KKR’s $4.8 billion exit marks a 15X return over three years on its equity investment, inclusive of distributions. In comparison, the CoolIT exit is five times larger than KKR’s $3 billion sale of CHI Overhead Doors to Nucor Corp. four years ago, when workers received on average $175,000 in payouts. Since 2011, 85 KKR portfolio companies have awarded billions of dollars in equity to more than 190,000 non-senior management employees globally.  

Photo by Ownership Works.

CoolIT demonstrates the power of a true ownership culture in driving meaningful results for both companies and employees,” says Stavros. “When employees are owners, they have a direct stake in the company’s success and help drive the innovation and execution that fuel long-term growth.”

CoolIt’s 650 employees will receive average payouts of $240,000, along with financial coaching and tax preparation to help maximize earnings. The longest-tenured workers received payouts of more than eight year’s worth of annual pay, while those who joined this year received the equivalent of a full year’s salary. 

As in most private equity exits, senior management and executives likely saw significant larger payouts. 

Value-add strategy

Under KKR’s ownership, CoolIT has grown into one of the largest liquid cooling providers to the hyperscalers and co-location operators running AI data centers. CoolIT’s cooling helps them improve equipment performance and improve operational spending, as well as lower energy usage, carbon emissions and water consumption. 

KKR said CoolIT’s solutions delivered nearly 2.2 billion kilowatt-hour in energy savings for its customers last year. Some of those customers include chipmakers such as Nvidia and Advanced Micro Devices. Also during KKR’s ownership, the company added over 300 jobs, expanded its manufacturing footprint and coolant distribution capacity. 

Ecolab’s purchase of CoolIT is part of its growing focus on AI infrastructure like data centers and semiconductors. Data centers and chip fabs are water- and energy-intensive. That gives the company an opportunity to meet demand for water recycling and cooling solutions. 
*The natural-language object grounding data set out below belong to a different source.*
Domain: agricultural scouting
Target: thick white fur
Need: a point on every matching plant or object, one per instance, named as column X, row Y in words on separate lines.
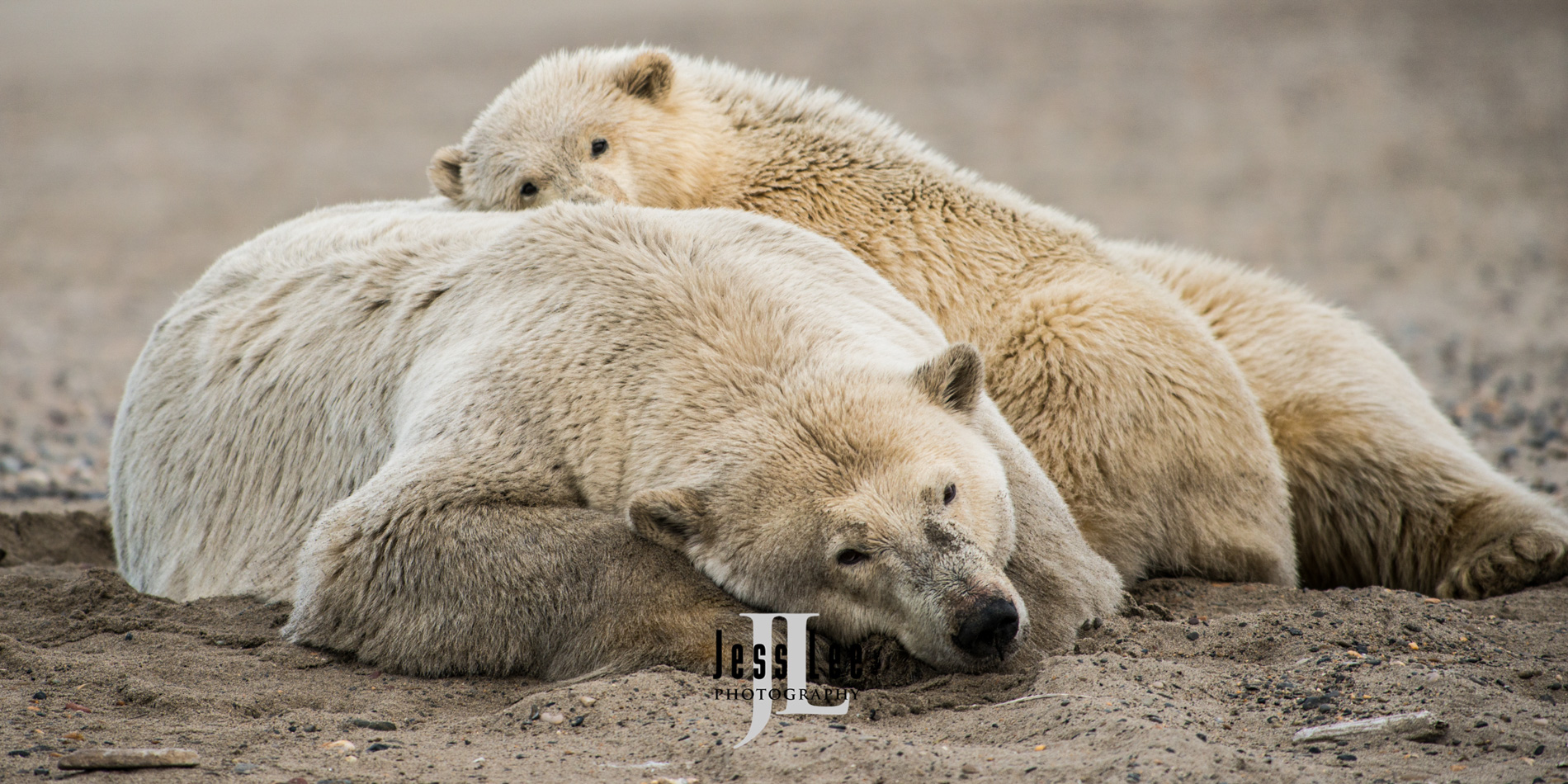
column 1197, row 416
column 501, row 442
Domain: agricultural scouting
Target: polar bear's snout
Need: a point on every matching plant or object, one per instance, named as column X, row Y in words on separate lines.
column 989, row 629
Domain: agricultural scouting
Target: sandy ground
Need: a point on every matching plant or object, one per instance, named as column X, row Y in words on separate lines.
column 1405, row 158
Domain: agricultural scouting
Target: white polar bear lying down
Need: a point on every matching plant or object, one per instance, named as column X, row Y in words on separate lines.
column 482, row 442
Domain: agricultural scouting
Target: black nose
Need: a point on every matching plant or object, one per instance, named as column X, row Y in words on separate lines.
column 989, row 629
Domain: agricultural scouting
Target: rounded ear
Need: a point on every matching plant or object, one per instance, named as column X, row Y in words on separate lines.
column 668, row 517
column 956, row 378
column 446, row 172
column 649, row 78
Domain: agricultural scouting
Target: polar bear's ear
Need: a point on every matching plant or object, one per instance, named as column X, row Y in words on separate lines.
column 649, row 78
column 956, row 378
column 670, row 517
column 446, row 172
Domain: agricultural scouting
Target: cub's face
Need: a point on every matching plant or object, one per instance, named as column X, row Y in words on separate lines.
column 883, row 510
column 585, row 127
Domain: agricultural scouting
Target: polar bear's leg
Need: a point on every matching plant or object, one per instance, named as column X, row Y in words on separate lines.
column 433, row 583
column 1383, row 488
column 1145, row 425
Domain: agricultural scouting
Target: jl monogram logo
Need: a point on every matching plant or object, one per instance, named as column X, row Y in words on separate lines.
column 763, row 672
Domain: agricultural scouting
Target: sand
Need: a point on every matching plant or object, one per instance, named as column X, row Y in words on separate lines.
column 1409, row 160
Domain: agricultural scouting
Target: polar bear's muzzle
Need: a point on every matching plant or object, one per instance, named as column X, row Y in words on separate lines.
column 989, row 629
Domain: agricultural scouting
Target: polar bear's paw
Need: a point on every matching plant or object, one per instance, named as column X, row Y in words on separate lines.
column 1517, row 559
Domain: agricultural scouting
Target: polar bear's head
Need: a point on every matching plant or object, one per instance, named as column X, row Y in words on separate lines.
column 876, row 503
column 588, row 125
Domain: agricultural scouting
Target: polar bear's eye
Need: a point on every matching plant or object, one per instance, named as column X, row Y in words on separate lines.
column 852, row 557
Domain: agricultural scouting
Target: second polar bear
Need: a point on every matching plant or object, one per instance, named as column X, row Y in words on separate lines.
column 474, row 442
column 1198, row 418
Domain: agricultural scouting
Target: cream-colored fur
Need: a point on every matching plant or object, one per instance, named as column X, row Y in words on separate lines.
column 1120, row 391
column 535, row 442
column 1385, row 489
column 1151, row 413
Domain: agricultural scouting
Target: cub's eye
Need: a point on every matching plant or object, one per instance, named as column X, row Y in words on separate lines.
column 852, row 557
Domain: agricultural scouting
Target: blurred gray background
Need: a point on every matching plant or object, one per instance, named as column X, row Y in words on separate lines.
column 1405, row 158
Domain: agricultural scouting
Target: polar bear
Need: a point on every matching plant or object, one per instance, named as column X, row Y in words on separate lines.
column 582, row 438
column 1198, row 418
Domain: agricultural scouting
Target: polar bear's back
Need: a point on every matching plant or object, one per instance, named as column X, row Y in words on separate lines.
column 281, row 381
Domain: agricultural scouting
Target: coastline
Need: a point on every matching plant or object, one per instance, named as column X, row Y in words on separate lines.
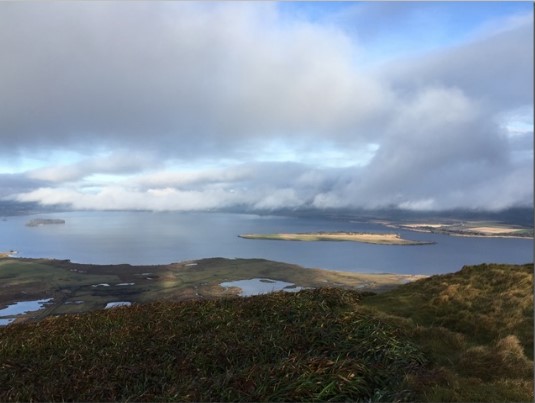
column 364, row 237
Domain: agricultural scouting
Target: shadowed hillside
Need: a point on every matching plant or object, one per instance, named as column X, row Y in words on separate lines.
column 456, row 337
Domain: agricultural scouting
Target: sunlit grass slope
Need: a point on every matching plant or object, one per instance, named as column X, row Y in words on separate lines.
column 458, row 337
column 475, row 326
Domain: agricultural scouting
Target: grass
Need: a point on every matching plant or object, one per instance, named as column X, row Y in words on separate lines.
column 314, row 345
column 466, row 336
column 476, row 326
column 66, row 282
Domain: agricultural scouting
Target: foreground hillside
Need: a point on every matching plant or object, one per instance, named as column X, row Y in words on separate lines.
column 460, row 337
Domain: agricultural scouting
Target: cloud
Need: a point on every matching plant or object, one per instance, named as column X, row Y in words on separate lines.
column 189, row 80
column 188, row 106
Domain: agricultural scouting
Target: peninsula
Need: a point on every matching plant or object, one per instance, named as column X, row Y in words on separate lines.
column 44, row 221
column 365, row 237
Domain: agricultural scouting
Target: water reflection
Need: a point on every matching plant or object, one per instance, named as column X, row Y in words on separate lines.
column 256, row 286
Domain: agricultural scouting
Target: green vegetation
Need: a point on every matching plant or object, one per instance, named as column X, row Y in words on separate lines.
column 476, row 326
column 73, row 286
column 466, row 336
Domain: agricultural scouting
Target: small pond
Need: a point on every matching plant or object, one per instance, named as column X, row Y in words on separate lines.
column 19, row 308
column 256, row 286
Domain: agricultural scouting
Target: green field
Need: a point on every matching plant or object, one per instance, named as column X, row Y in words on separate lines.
column 466, row 336
column 74, row 289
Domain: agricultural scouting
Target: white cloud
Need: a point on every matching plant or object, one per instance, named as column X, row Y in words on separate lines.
column 286, row 113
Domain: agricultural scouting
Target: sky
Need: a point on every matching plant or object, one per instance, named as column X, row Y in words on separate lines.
column 267, row 105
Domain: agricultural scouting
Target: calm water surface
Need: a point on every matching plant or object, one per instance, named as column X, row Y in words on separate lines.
column 160, row 238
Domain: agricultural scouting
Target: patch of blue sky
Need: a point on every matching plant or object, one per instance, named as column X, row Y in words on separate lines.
column 388, row 30
column 29, row 162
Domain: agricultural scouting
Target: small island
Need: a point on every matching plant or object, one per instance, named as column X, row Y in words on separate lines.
column 44, row 221
column 365, row 237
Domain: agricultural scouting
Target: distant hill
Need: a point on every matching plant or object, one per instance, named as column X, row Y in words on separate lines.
column 466, row 336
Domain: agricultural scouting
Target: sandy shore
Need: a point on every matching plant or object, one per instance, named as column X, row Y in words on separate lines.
column 374, row 238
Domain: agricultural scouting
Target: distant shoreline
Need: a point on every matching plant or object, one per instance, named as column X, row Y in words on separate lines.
column 466, row 229
column 364, row 237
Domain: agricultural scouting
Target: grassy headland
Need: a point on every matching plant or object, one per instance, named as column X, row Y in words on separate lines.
column 487, row 229
column 366, row 237
column 466, row 336
column 77, row 288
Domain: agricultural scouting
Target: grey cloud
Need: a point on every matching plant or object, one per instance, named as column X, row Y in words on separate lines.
column 117, row 163
column 175, row 82
column 496, row 70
“AI is transforming the demands on data centers, and liquid cooling is one of the critical technologies that makes advanced computing possible,” said Ecolab’s Christophe Beck

“This acquisition expands our role in serving the AI ecosystem — semiconductor fabs that manufacture chips, power plants that fuel the chips, and data centers that utilize the chips — and positions Ecolab as the partner that the world’s largest technology companies rely on to grow responsibly and sustainably.”

Ecolab says it expects CoolIT to generate about $550 billion in sales over the next year. 

Global expansion

KKR’s investment in CoolIT came from its $2.8 billion second Global Impact Fund. The ownership exit was the strategy’s first in the North America region. 

Since Stavros launched Ownership Works in 2022, the nonprofit has recruited dozens of private equity partners to share a slice of their equity upside with workers of their portfolio companies, including The Riverside Company, which has committed to launch shared-ownership programs across its buyouts portfolio. 

Broad-based equity programs at more than 180 companies in the Ownership Works network have generated over $11 billion in value for workers. Of that, $1.3 billion has been distributed, with another $10 billion expected in future payouts. 

“We have aspirations for this movement to be a global movement,” says Ownership Works’ Miller. “And in many ways, like in this one tent in Calgary, this felt like a moment of more global impact given the workers from many, many different parts of the global being represented in this workforce.”

The private equity shared-ownership model can be flexible to create value for workers across public companies, family-owned businesses and even small businesses, Miller said. “Our hope as an organization is that there will be enough models that proliferate that will work for businesses of various structures that will all lead to incredible outcomes for workers.”

Ownership Works plans to set up a hub in Europe and expand its US presence through regional offices. Last year, Ownership Works opened its first international office in Tokyo, Japan.

“We’re trying to think of as many ways as we can to inspire investors and business leaders to implement the model by continuing to be a part of creating great case studies of how this moves the needle for company performance, and how it can move the needle for employees, families and communities,” Miller says.